Robot-Assisted Rehabilitation After HIV-Associated Stroke: Botswana

January 30, 2024 updated by: University of Pennsylvania
Today, nearly 37 million people are living with HIV (PLHIV) worldwide and 30 to 40% of them will have neurologic complications leading to disability. Our long-term working hypothesis is that an effective solution for increasing rehabilitation access in Botswana and improving functional outcomes of PLHIV having experienced a stroke with or without HIV uses an affordable robot and mobile health technologies to create a cost-effective intervention strategy. For this project, we test the feasibility of affordable robot therapy.

Study Overview

Status

Active, not recruiting

Conditions

Intervention / Treatment

Detailed Description

We will test the feasibility of affordable robot therapy in three Aims. In Aim 1, we will optimize for the Botswana context, an affordable technology-based robot system with four exercise stations. We will optimize a prototype of our provisionally patented robot gym system, REHAB CARES, for therapy. Optimization will include increasing cost-effectiveness, utilizing more local resources and manufacturing, and using mobile health android platforms for games and data acquisition. In Aim 2, the efficiency of the newly modified robot system compared to standard of care will be assessed using 30 patients who have experienced a stroke, with or without HIV, will be recruited from those who are being treated by Princess Marina Hospital (PMH) and living in the surrounding community. They will receive therapy using the robot gym system and receive standard of care. We will assess functional outcomes including motor impairment, function, and quality of life. The study outcomes would then inform rehabilitation practices for PLHIV with stroke, with or without HIV, and suggest that affordable technology-mediated rehabilitation can reduce their motor dysfunction and resulting long-term disability.

Study Type

Interventional

Enrollment (Estimated)

30

Phase

  • Not Applicable

Contacts and Locations

This section provides the contact details for those conducting the study, and information on where this study is being conducted.

Study Contact

Study Locations

  • Botswana
      • Gaborone, Botswana
        • University of Botswana
  • United States
    • Pennsylvania
      • Philadelphia, Pennsylvania, United States, 19146
        • Penn Medicine Rittenhouse

Participation Criteria

Researchers look for people who fit a certain description, called eligibility criteria.

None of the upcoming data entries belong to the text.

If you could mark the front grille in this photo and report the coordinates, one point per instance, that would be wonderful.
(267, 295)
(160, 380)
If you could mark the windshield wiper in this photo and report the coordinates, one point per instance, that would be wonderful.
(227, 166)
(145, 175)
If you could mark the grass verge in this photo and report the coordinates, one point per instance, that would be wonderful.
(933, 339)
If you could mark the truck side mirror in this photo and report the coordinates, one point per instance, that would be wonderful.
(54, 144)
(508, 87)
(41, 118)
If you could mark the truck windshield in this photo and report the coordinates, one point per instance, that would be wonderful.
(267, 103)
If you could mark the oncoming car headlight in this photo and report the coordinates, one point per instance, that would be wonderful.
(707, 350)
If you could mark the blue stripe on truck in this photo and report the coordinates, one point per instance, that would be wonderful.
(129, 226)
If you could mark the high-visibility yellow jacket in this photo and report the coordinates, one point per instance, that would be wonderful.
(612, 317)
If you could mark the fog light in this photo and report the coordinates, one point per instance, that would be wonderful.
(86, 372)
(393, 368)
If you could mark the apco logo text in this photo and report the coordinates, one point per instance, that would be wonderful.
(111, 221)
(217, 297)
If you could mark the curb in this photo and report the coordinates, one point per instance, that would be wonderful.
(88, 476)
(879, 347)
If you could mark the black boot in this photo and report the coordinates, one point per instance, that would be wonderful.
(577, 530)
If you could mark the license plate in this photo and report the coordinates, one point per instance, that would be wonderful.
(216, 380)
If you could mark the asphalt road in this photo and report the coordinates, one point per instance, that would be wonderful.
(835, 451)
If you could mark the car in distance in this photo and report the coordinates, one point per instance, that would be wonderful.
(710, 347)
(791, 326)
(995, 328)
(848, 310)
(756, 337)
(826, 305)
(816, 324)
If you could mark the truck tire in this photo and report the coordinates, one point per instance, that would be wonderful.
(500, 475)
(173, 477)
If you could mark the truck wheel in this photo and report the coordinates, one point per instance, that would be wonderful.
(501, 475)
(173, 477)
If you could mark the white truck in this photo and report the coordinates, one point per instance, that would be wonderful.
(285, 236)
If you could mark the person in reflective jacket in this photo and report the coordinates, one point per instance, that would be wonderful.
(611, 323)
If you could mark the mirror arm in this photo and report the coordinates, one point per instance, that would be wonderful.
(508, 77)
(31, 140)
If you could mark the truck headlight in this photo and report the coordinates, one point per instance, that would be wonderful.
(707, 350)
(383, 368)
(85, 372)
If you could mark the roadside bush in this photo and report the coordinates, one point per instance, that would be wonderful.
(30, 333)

Some examples of these criteria are a person's general health condition or prior treatments.

Eligibility Criteria

Ages Eligible for Study

18 years to 90 years (Adult, Older Adult)

Accepts Healthy Volunteers

No

Description

Inclusion Criteria:

  • diagnosis of Stroke (at least 3 months post incident) with or without HIV, age over 18;
  • medically stable (Able to tolerate therapy and given the determination as able to go through protocol by physician);
  • have neurological function between 5 and 24 as defined by the NIH Stroke Scale (NIHSS);
  • have no less than moderate cognitive function as defined by the International HIV-Dementia Scale
  • Able to give consent.

Exclusion Criteria:

  • unable to give consent;
  • severely depressed (Becks Depression Inventory-Fast Screener);
  • experiencing excessive pain (Visual Analog Scale (VAS) score greater than 4);
  • have severe spasticity ( than 3) in muscle tone in elbow/shoulder/wrist hip/knee/ankle using the Ashworth Scale;
  • have total paralysis or muscular contractures of upper or lower extremity;
  • have a history of psychiatric disorder or cardiac problems;
  • have a history of prior brain injury including lesions to the cerebella or brain stem;
  • have open lesions on the upper or lower limbs;
  • It is up to the physician to decide if a subject should be excluded due to severe drug and/or alcohol abuse or taking of medication that would impair cognitive ability.

Study Plan

This section provides details of the study plan, including how the study is designed and what the study is measuring.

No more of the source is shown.